Tuesday, December 02, 2008

What comes first, theory or practice?

The first year I taught game design, I taught two game design courses: a fully practical one where students were given realistic game design problems (e.g. "Develop a core concept and one-page concept doc with brief description, genre, target audience, target platform, and feature list for a given IP") and a fully theoretical one where students read about the leading thoughts in the field and discuss them.

Because of administrative snafus, the practical course was taught first. Students loved the challenge, but once they got to the theory course the (predictable) reaction was: this is great, why couldn't you have told us this stuff before when we could have actually used it?

The next year, I vowed to teach the theory first, and then the students could use this strong foundational understanding of the field to go on and make excellent game projects in a practical class that followed. I ran into a different problem: without the practice of making real games, the students weren't nearly as interested. Sure, I can talk about MDA or flow theory or positive feedback loops all day long and not get tired, but the students had no easy way to contextualize all of this. Yes, I can give practical examples from real games, and that is part of it... but without having done a lot of design work themselves, the students had a lot more trouble seeing it.

Chicken. Egg. Gah! I can't win! Or can I?

This Winter, I'll be trying a third approach: combining the two into one course, alternating the theory with the practice so that we first go over a small bit of theory and then immediately apply it in a real design situation. I look forward to seeing how this goes.

It occurs to me there is a potential fourth approach: also a combined course, but with the practice first... then followed by discussion. This has the downside that students are less likely to produce anything of value (after all, I'm not teaching them how until after each assignment is over) but it should make the discussions much more valuable: we can talk about what went right or wrong on each project, and then comment on how current theories play into it all. I may try that in a future iteration.


Chris Okasaki said...

Another useful variation is small practice - theory - bigger practice.

Anonymous said...

I agree with Chris. A small exercise first to illustrate the problem and get them thinking. Then a discussion of the theory. Then a larger exercise to get them to put it into practice.

The same struture should also be repeated at several time scales. From theory class/practice class to theory course/practice course.

Anonymous said...

i go with combination of theory and practice: theory class (including research n study) combined with lots of practice.

Alvaro Victor Cavalcanti said...

I think this thrid approach will do pretty fine. Afterall it's just like you and Brenda did for the book, and as far as I can see it, it's great! The theory is well paced with the challenges.

Anonymous said...

Personally I'd go with the third approach myself. The age old rule of board games, “It'll make sense after a few rounds of playing it,” I think applies here as well. That way the students have the basic theory going in to the project and more hands on experience coming out. Nothing quite like that “Oh I get it now!” moment to truly cement it in the old brainbox.

Bill said...

As both a student and an educator, I believe the best way to deal with this is similar to what Chris Okasaki suggested.

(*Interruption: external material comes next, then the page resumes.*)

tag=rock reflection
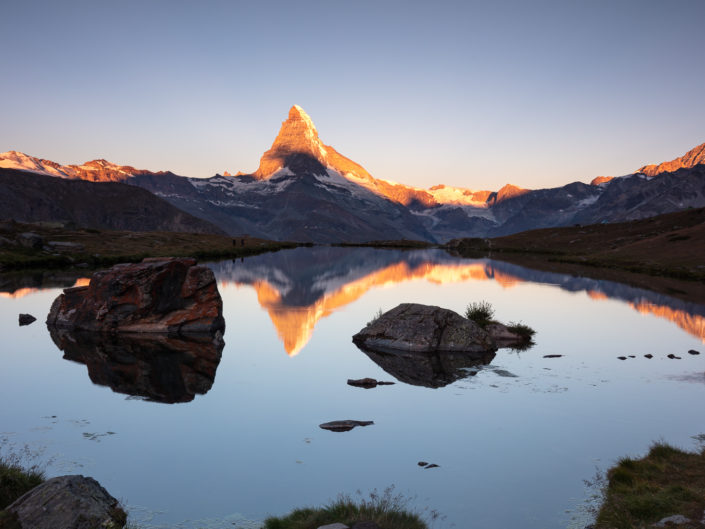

First, present a problem to the class. Have them brainstorm possible solutions, and identify the pros and cons of each one.

Next, present the established body of knowledge and theory. If you can, present this in the context of the solutions that the students proposed. Did the students come up with any ideas that are similar to those that are considered best practices? If not, what were the differences, and why are those differences important? Could any of the student ideas be better than the prevailing practices? By doing this, you're making the knowledge more intimate to the student by connecting it with their own thoughts and words. This will help them to better internalize and understand the concepts.

Finally, give the students another problem to work on, now that they've been exposed to the Big Ideas related to it--and then enjoy the results!

Obviously, a major problem with this is time. If it's a class that meets twice per week for an hour or so each time, this can be divided up rather easily into two class periods (one creative problem solving and brainstorming, the second lecture and integration of ideas) followed up by a homework assignment.

Hope you found something useful in my comment; good luck!